Shift to T+1 set to intensify the need for automation in FX

Increased execution and settlement options set to drive T0 volumes, asserts Global Financial Markets Association (GFMA) report.

The need to settle closer to execution as the shift to T+1 looms is set to exacerbate the need for automation in future FX transactions, as the GFMA claims that only those with sufficiently high levels of automated processes will succeed within the new state of play. 

The GFMA’s Global Foreign Exchange Division’s (GFXD) educational report recommends that impacts and dependencies of current and future pre- and post-trade process be thoroughly evaluated in order to continue to successfully execute. 

Speaking to The TRADE, James Kemp, managing director of GFXD, explained: “When analysing the impacts of faster settlement, it is important to consider FX both as an asset class in its own right and also in its role in cross border securities transactions and the corresponding FX-funding transactions and operational processes that need to be completed to support those transactions.”

According to the report, despite current functions being well-established, widespread adoption of more efficient processes and new technical solutions is limited unless these are available to affect settlement as near to execution as possible.

“This is especially important when considering FX transactions which involve multiple third parties, such as trading venues, custodians, prime brokers or clearing houses, all of which will need to be in sync to ensure that the agreed terms of the FX transaction can be met, and the transaction settled on-time.”
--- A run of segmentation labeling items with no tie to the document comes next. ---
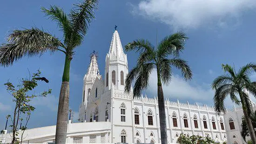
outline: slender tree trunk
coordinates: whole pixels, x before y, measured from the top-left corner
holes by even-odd
[[[71,60],[71,59],[67,55],[58,107],[55,134],[55,144],[65,144],[67,137],[69,102],[69,69]]]
[[[166,130],[166,118],[165,106],[160,75],[157,71],[157,98],[158,99],[158,110],[159,111],[159,121],[161,134],[161,144],[167,144],[167,134]]]
[[[248,128],[249,134],[250,135],[250,137],[251,137],[251,139],[252,141],[252,143],[256,144],[256,137],[255,136],[255,134],[254,133],[254,130],[253,129],[251,120],[250,117],[247,113],[247,109],[244,105],[243,105],[243,110],[244,119],[246,122],[246,125],[247,126],[247,128]]]

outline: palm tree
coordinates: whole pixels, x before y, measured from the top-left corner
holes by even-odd
[[[253,116],[251,118],[251,120],[253,129],[256,129],[256,111],[254,112]],[[242,131],[241,132],[241,134],[243,139],[245,141],[245,137],[247,134],[249,133],[249,131],[248,131],[248,128],[247,127],[246,122],[244,120],[242,121],[241,127]],[[254,133],[256,136],[256,131],[254,131]]]
[[[41,10],[52,20],[56,21],[63,33],[63,40],[37,28],[14,30],[8,36],[6,43],[0,46],[0,65],[12,65],[14,61],[27,55],[41,55],[49,51],[60,51],[66,56],[62,76],[56,130],[56,144],[65,143],[67,126],[69,97],[69,69],[74,54],[74,49],[80,46],[88,27],[94,18],[94,10],[98,6],[97,0],[84,0],[74,5],[69,14],[62,8],[51,6],[49,9]]]
[[[247,92],[256,96],[256,82],[252,82],[249,78],[253,72],[256,72],[256,65],[249,63],[242,67],[237,73],[228,64],[222,64],[222,69],[224,74],[215,79],[212,84],[212,88],[215,91],[213,98],[215,111],[219,114],[226,111],[224,102],[228,96],[235,104],[242,105],[251,140],[256,144],[251,121],[253,113],[252,103]]]
[[[190,79],[192,73],[187,62],[179,59],[180,52],[184,48],[188,38],[179,32],[166,37],[154,46],[148,40],[137,39],[125,46],[127,51],[135,50],[140,53],[137,63],[128,74],[125,80],[125,92],[129,93],[131,84],[136,79],[133,96],[139,97],[141,91],[148,86],[148,79],[154,69],[157,74],[157,98],[162,144],[167,144],[166,122],[162,82],[168,85],[171,82],[172,66],[181,69],[186,80]]]

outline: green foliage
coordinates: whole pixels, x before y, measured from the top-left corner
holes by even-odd
[[[250,139],[247,141],[247,144],[253,144],[252,143],[252,141],[251,141],[251,140]]]
[[[226,111],[224,101],[227,97],[230,98],[236,105],[243,105],[250,116],[252,108],[247,91],[256,96],[256,82],[251,81],[250,76],[256,72],[256,65],[250,63],[242,67],[236,72],[235,68],[226,64],[222,65],[224,74],[215,79],[212,88],[215,91],[214,97],[216,111],[220,113]]]
[[[178,32],[164,38],[156,46],[148,40],[136,39],[125,46],[127,51],[134,50],[140,53],[137,65],[128,74],[125,80],[125,92],[129,92],[131,84],[135,79],[134,97],[139,97],[142,90],[148,86],[148,79],[154,68],[157,72],[157,85],[162,82],[168,85],[172,77],[172,66],[181,70],[186,80],[192,78],[192,72],[188,63],[179,58],[180,52],[184,49],[186,34]]]
[[[205,137],[200,136],[192,135],[190,137],[181,133],[178,138],[177,143],[180,144],[215,144],[213,140],[208,135]]]
[[[38,70],[36,73],[33,74],[31,78],[20,79],[16,86],[9,81],[4,84],[7,91],[13,97],[13,102],[15,104],[13,115],[10,117],[12,124],[10,127],[12,128],[13,137],[12,144],[20,142],[20,138],[17,137],[19,134],[17,132],[17,127],[19,121],[23,120],[22,117],[26,117],[26,120],[25,125],[21,127],[21,130],[23,130],[22,135],[24,130],[27,129],[26,126],[30,118],[31,112],[35,110],[35,107],[31,105],[31,100],[38,97],[46,97],[52,92],[52,90],[49,89],[38,94],[34,94],[34,90],[38,86],[37,80],[35,78],[39,77],[40,74],[40,71]],[[22,141],[22,136],[21,140]]]
[[[256,111],[254,112],[254,114],[253,115],[252,117],[251,118],[251,123],[252,124],[252,126],[254,130],[256,129]],[[244,140],[245,140],[245,137],[246,135],[249,134],[249,131],[248,130],[248,128],[247,127],[247,124],[245,122],[245,120],[243,120],[241,124],[242,131],[241,132],[241,134]],[[256,131],[254,131],[254,133],[256,136]]]

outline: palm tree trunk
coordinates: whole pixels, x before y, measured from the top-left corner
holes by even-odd
[[[161,143],[167,144],[167,134],[166,130],[166,118],[165,115],[165,107],[162,85],[160,75],[157,72],[157,98],[158,99],[158,110],[159,111],[159,120],[160,123],[160,131],[161,134]]]
[[[243,105],[243,104],[242,104]],[[255,136],[255,134],[254,133],[254,130],[253,129],[253,127],[252,126],[252,124],[251,123],[251,118],[249,116],[248,116],[247,113],[247,109],[245,107],[244,105],[243,105],[243,114],[244,115],[244,119],[246,122],[246,125],[248,128],[248,131],[249,131],[249,134],[250,137],[251,137],[251,139],[252,141],[253,144],[256,144],[256,137]]]
[[[55,143],[57,144],[65,144],[67,137],[69,102],[69,69],[71,60],[71,59],[67,55],[58,107],[55,134]]]

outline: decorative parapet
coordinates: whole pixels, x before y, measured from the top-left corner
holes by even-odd
[[[113,97],[123,98],[131,99],[131,94],[125,93],[123,91],[113,90]]]
[[[140,97],[135,97],[133,99],[134,102],[141,102],[144,104],[158,105],[157,99],[154,98],[148,98],[145,95],[141,95]],[[194,110],[200,110],[209,112],[215,112],[214,107],[208,106],[204,105],[202,106],[198,105],[197,104],[195,105],[190,104],[188,102],[186,103],[180,103],[178,100],[177,101],[169,101],[168,99],[166,99],[164,101],[165,106],[171,107],[179,107],[183,109],[188,109]]]

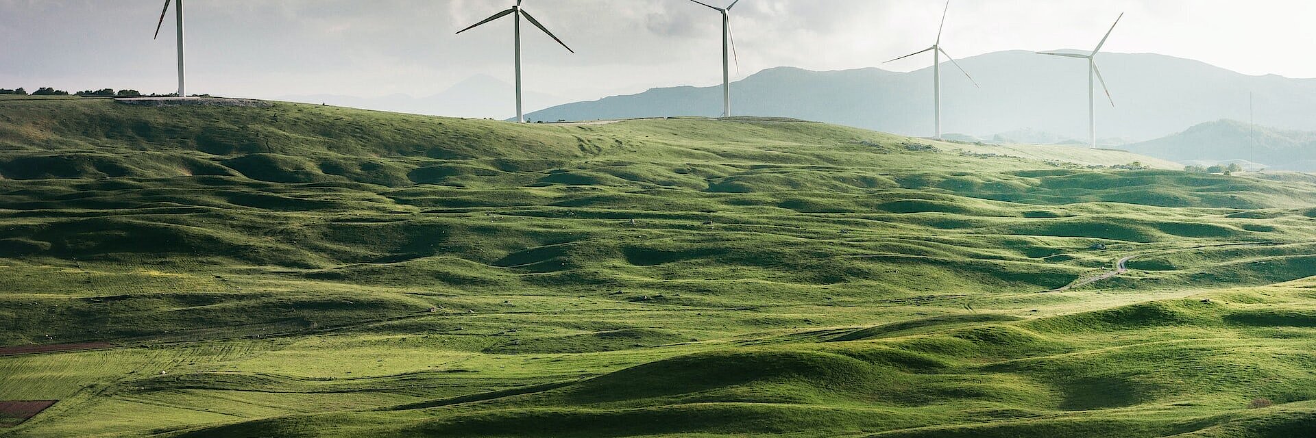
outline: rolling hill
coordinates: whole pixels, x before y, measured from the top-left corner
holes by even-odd
[[[0,435],[1316,430],[1307,175],[222,103],[0,99]]]
[[[959,63],[982,87],[958,74],[944,75],[942,118],[948,133],[992,138],[1032,128],[1087,138],[1087,74],[1082,62],[1013,50]],[[1100,64],[1115,100],[1115,107],[1098,105],[1103,138],[1142,141],[1204,121],[1246,120],[1249,92],[1258,124],[1316,130],[1313,79],[1248,76],[1158,54],[1101,54]],[[930,96],[932,67],[911,72],[779,67],[732,84],[736,114],[788,116],[909,135],[932,134]],[[717,116],[720,105],[720,85],[675,87],[551,107],[528,117]]]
Future FX transaction functions are set to be markedly different, exacerbated by the need to settle at – or close to – execution. The GFMA highlighted the fact that initially it may only be those FX transactions with high levels of automated processes which will be suitable for T0 or for timed settlement.

Technology, and by extension automation, will clearly influence the success rates of market participants. The GFMA explained: “Technology could play an important role here through the creation of immutable ‘golden sources’ of transactions as these too will enable the reduction of the time taken to perform any post trade processes.”

Furthermore, the association emphasised the relevance of increased fragmentation, stating that as it is unlikely a single provider will be adopted by the entirety of the market, operational risk would increase and thus the pace of adoption decrease.

Recommendations from the GFMA includes harmonisation and futureproofing of FX regulations and supervisory guidance across jurisdictions and market participants, as well as private-public sector dialogue regarding the concept of a global ‘Settlement Date’. 

In addition, the GFMA underscored that technological progression, public sector developments, and “a desire to improve operational efficiencies and reduce settlement risk” works to increase the options participants have in relation to execution and settlement for wholesale FX transactions. This increase in options is set to drive T0 volumes, it said, as well as increasing choice regarding timing of when a wholesale FX transaction is settled.

The report affirmed that post-trade (including settlement) processes will be impacted either by changes to T0 volumes, or by changes to today’s flow of settlement liquidity.

Specifically, the GFMA reenforced that impact would stem from the ability of the market to empirically perform post-trade functions within a reduced timeframe, and whether market participants can successfully adopt technological solutions to achieve automation.

Both factors hinge on successful communication across the FX Value Chain, said the report, adding that information sharing between trading, operations, credit and treasury divisions is also key.

“A big challenge to overcome will be the ability to perform these new functions in conjunction with today’s existing processes, as there may be a reduced desire to support multiple trading and settlement models (with very different timeframes and requirements) as standalone units,” said the GFMA.

Whether there is a commercial market desire to move at scale, or the capabilities in place to do so, remains unclear, with the GFMA highlighting cost and coordination as the main barriers.

Kemp told The TRADE: “We can clearly see the trend towards faster settlement cycles across different assets, driven by operational and cost considerations.

“[…] The industry continues to reduce operational and settlement risk and we clearly do not want to take any backward steps. This latest GFXD paper looks at a number of the key building blocks for any further acceleration of FX settlement and seeks to identify a number of areas where the whole industry is likely to need to collaborate to enable any transition.”